Harta di surga bukanlah emas atau perak, melainkan setiap tindakan yang dilakukan dengan iman dan kasih kepada Tuhan. Ketika kita melayani dengan tulus, menolong mereka yang membutuhkan, mengampuni orang yang bersalah kepada kita, memberitakan Injil, hidup dalam ketaatan, dan menggunakan berkat yang Tuhan percayakan untuk memberkati sesama, kita sedang mengumpulkan harta di surga. Harta itu tidak akan pernah hilang karena disimpan dalam perhitungan Allah yang setia.

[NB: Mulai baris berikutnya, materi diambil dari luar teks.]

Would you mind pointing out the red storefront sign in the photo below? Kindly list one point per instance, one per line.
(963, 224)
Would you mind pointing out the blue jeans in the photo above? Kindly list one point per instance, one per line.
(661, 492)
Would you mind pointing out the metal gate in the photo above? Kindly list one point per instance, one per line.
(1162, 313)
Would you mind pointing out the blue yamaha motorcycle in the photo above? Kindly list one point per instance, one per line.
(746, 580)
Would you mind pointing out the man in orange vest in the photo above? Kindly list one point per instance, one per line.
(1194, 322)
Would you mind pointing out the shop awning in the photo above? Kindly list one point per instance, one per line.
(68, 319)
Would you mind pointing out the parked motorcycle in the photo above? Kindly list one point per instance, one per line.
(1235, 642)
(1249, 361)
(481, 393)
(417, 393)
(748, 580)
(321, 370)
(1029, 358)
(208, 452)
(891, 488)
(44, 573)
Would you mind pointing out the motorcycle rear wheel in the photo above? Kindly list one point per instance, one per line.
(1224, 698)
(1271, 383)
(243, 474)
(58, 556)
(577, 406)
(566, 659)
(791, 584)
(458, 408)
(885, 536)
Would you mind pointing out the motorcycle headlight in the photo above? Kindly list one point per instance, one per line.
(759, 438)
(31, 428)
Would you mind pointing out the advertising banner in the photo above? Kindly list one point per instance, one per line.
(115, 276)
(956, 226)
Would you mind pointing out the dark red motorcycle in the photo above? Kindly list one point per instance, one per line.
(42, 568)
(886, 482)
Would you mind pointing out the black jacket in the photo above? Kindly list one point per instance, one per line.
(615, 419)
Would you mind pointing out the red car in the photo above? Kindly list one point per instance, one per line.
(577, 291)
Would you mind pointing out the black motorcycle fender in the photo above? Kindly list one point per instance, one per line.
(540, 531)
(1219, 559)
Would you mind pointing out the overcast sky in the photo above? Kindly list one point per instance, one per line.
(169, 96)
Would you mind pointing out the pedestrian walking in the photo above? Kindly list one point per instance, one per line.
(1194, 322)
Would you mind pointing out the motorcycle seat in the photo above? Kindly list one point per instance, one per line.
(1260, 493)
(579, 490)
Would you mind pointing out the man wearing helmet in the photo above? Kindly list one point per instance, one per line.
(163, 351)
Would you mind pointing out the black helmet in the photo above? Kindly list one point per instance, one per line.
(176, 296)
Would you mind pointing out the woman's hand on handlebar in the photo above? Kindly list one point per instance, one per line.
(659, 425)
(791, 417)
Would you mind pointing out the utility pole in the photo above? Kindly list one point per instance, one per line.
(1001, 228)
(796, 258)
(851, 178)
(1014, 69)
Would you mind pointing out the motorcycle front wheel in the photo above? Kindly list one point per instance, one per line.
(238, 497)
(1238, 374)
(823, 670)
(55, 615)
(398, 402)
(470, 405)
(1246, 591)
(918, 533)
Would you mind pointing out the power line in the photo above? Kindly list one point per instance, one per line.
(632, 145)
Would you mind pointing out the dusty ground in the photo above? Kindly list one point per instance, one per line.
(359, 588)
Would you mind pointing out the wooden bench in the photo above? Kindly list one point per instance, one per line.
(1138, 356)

Tema “Jangan Pulang dengan Tangan Kosong” mengajak kita mengevaluasi arah hidup. Apakah seluruh tenaga dan waktu kita hanya dihabiskan untuk mengejar keberhasilan dunia, ataukah kita juga sedang membangun investasi yang kekal? Tuhan menghendaki agar hati kita tidak terikat pada perkara dunia, melainkan tertuju kepada Kerajaan Allah. Ketika hati tertuju kepada Tuhan, cara kita bekerja, melayani, memberi, dan mengasihi akan berubah.
Marilah menggunakan setiap kesempatan untuk melakukan apa yang bernilai di hadapan Allah. Jadikan setiap hari sebagai kesempatan menabur kasih, memperluas Kerajaan Tuhan, dan membangun kehidupan orang lain. Apa yang kita persembahkan bagi Kristus tidak akan pernah sia-sia. Ketika perjalanan hidup ini selesai, sukacita terbesar bukanlah karena banyaknya harta dunia yang pernah dimiliki, melainkan karena kita datang kepada Tuhan dengan membawa harta surgawi yang dikumpulkan melalui kehidupan yang setia, penuh kasih, dan berkenan kepada-Nya.
Kumpulkanlah harta di surga melalui kasih, pelayanan, dan ketaatan, sebab itulah kekayaan kekal yang bernilai di hadapan Allah.